Staying Safe at Wi-Fi Hotspots

Wi-Fi hotspots in coffee shops, hotels, railway stations and airports have become a welcome resource for any business traveler, providing them with a convenient means to carry on working while on the move.  Employers, in turn, are increasingly happy to embrace the accompanying productivity benefits. Over 80% of enterprises now allow employees to use personal devices to connect to corporate networks.

Yet public Wi-Fi has a dubious security reputation.   Even with password protection, public hotspots are an open invitation for anyone with illicit intentions to snoop and intercept data communications to their heart’s content.

In spite of the dangers most people seem to be willing to take the risk. When, in 2015, Intel Security asked 2,000 consumers about their connection habits while traveling, 38 percent said they were happy to use unsecured Wi-Fi. Of equal concern was that just under half the respondents admitted they were not sure how to secure themselves. The fact this was a consumer survey matters little.

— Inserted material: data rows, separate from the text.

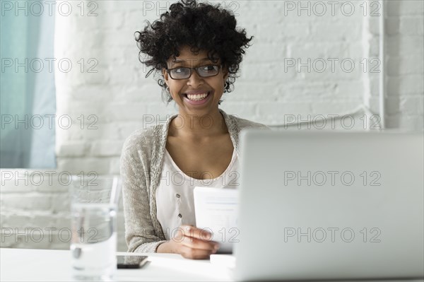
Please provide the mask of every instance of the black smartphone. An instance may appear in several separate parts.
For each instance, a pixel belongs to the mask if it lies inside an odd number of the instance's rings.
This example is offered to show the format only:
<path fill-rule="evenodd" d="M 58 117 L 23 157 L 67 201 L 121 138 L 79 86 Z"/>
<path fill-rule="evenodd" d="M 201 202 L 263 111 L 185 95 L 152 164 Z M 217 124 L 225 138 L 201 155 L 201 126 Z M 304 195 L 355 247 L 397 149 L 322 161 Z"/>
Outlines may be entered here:
<path fill-rule="evenodd" d="M 117 256 L 118 269 L 141 269 L 148 262 L 147 256 Z"/>

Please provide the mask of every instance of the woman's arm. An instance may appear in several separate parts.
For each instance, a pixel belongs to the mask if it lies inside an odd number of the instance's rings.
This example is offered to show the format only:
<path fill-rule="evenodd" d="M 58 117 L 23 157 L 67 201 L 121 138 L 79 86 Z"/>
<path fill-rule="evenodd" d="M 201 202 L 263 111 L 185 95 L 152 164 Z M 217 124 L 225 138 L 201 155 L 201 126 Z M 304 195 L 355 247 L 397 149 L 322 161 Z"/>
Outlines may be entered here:
<path fill-rule="evenodd" d="M 142 161 L 146 155 L 135 140 L 129 138 L 125 141 L 120 160 L 125 239 L 128 252 L 155 252 L 166 241 L 155 233 L 148 193 L 150 179 Z"/>

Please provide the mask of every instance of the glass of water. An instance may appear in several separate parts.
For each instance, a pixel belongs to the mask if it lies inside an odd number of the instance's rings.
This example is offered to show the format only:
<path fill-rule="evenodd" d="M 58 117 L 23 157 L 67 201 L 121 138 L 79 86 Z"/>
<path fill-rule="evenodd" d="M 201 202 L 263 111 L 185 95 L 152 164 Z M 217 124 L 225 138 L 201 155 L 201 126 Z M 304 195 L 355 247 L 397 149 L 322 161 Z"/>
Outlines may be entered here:
<path fill-rule="evenodd" d="M 72 181 L 71 253 L 76 280 L 113 280 L 120 187 L 118 177 Z"/>

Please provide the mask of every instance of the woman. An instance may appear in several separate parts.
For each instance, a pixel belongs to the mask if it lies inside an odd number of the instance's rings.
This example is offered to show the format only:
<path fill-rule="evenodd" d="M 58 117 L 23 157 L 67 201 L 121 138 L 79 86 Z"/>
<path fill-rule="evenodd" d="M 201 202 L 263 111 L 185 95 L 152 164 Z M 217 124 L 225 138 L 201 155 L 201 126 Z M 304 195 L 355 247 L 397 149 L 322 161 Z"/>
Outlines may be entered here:
<path fill-rule="evenodd" d="M 218 6 L 183 1 L 137 32 L 141 61 L 161 74 L 158 83 L 178 114 L 134 132 L 121 157 L 129 252 L 167 252 L 208 258 L 218 242 L 195 227 L 196 186 L 235 188 L 238 134 L 267 127 L 218 108 L 230 92 L 252 37 Z M 231 178 L 230 176 L 232 176 Z"/>

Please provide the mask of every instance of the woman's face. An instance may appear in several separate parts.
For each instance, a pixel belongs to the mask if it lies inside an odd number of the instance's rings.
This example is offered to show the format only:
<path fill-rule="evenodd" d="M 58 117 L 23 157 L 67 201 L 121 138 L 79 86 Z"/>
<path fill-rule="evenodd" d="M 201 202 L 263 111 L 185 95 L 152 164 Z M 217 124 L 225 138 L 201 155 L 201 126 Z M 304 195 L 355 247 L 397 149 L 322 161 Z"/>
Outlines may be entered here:
<path fill-rule="evenodd" d="M 220 65 L 220 60 L 214 63 L 208 59 L 207 51 L 199 51 L 195 54 L 188 46 L 179 51 L 179 56 L 177 57 L 176 61 L 174 61 L 172 57 L 168 59 L 168 69 L 195 68 L 210 64 Z M 211 69 L 213 68 L 205 66 L 202 69 L 207 73 Z M 179 69 L 177 72 L 181 71 Z M 163 74 L 170 88 L 172 99 L 179 107 L 180 114 L 204 115 L 218 110 L 218 102 L 224 92 L 224 85 L 228 74 L 226 69 L 220 68 L 217 75 L 209 77 L 200 76 L 193 70 L 189 78 L 181 80 L 172 79 L 165 69 L 163 69 Z"/>

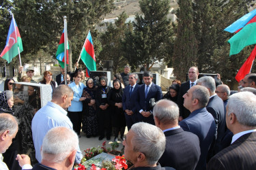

Thanks to BYOD, mobile technology today leads a double life – mixing business and personal communications and interactions.  There’s no reason to think that the knowledge or habits of the average business executive is any different from the average consumer.  Only their employer’s policies and mobile security precautions separate the two.

This is borne out by an experiment Avast Software carried out on delegates attending this year’s Mobile World Congress.  Researchers set up three open Wi-Fi networks near the exhibition entrance. In just four hours more than 2,000 users connected to these hotspots based solely on their name (SSID), abandoning all security practices for the sake of free Internet access. Details about each connecting device were visible as was the user’s identity in 63.5% of all the traffic.

The ability to tell the difference between a genuine hotspot and one set up with malicious intent is key. A malign hotspot, also known as an “evil twin,” is planted by hackers with the express purpose of carrying out spoofing attacks.  The DNS is manipulated so that it feeds the user fake copies of popular branded login screens. Without some way to tell if a hotspot is genuine or not it can be very easy to fall prey to such subterfuges.

Even a seemingly innocent Wi-Fi hotspot carries risks. For example, a journalist writing about the privacy standoff between Apple and the FBI connected to an in-flight Internet hotspot to send and answer emails as part of his research.  To his surprise a fellow passenger approached him at the end of the flight and admitted to reading all of his “private” communications during the journey. The hotspot provider’s advice afterwards was for anyone sending sensitive information over any public Wi-Fi network to use a virtual private network (VPN) to protect their data.

Full and proper precautions against possible threats at public hotspots include a personal firewall and a secure socket layer (SSL) browser connection as well as the use of a VPN. The first step is to have a properly configured personal firewall on the end device that restricts network communication on public hotspots so that it is only possible to communicate via VPN. On a Windows device, for example, configuration should encompass turning off folder sharing, network discovery and enforcing encryption for file sharing transfers.

A second step is to ensure that browser connections with any e-commerce transaction are facilitated via encrypted HTTPS. Consequently, even on open Wi-Fi hotspots, nothing is exchanged in the clear. Even if the Wi-Fi network itself is not encrypted at least the website connection stays secure at the transport layer. The HTTPS Everywhere plug-in for Chrome, Firefox or Opera ensures the browser maintains the HTTPS connection even if the end user then moves on to surf sub-domains that do not have the same level of security.

Step three is to use a third-party VPN. Working together a properly configured personal firewall and VPN will safeguard confidential information, protect both sent and received traffic and shield the endpoint device from attacks at a Wi-Fi hotspot.

A VPN and a private firewall can go a long way to mitigate Wi-Fi hotspot risks but company data and networks are even better protected when the following additional measures are implemented:

  • Friendly network detection – IT departments can enable a personal firewall to automatically differentiate between secure, or “friendly,” networks and unsecured public networks
  • Secure hotspot logon – some VPN clients will go further and open a restricted browser window so that the firewall only permits access for this specific browser, ignoring any configured proxy and blocking all other network traffic
  • Endpoint protection – where the VPN automatically performs a health-check on the device before allowing a connection

In summary, open Wi-Fi is risky and there are certain web services, such as online banking, that are never advisable to access over an open connection – even if they do have HTTPS.  But a good Internet security connection has many layers and with the right precautions open Wi-Fi hotspots are a perfectly safe short-stop option for busy business executives.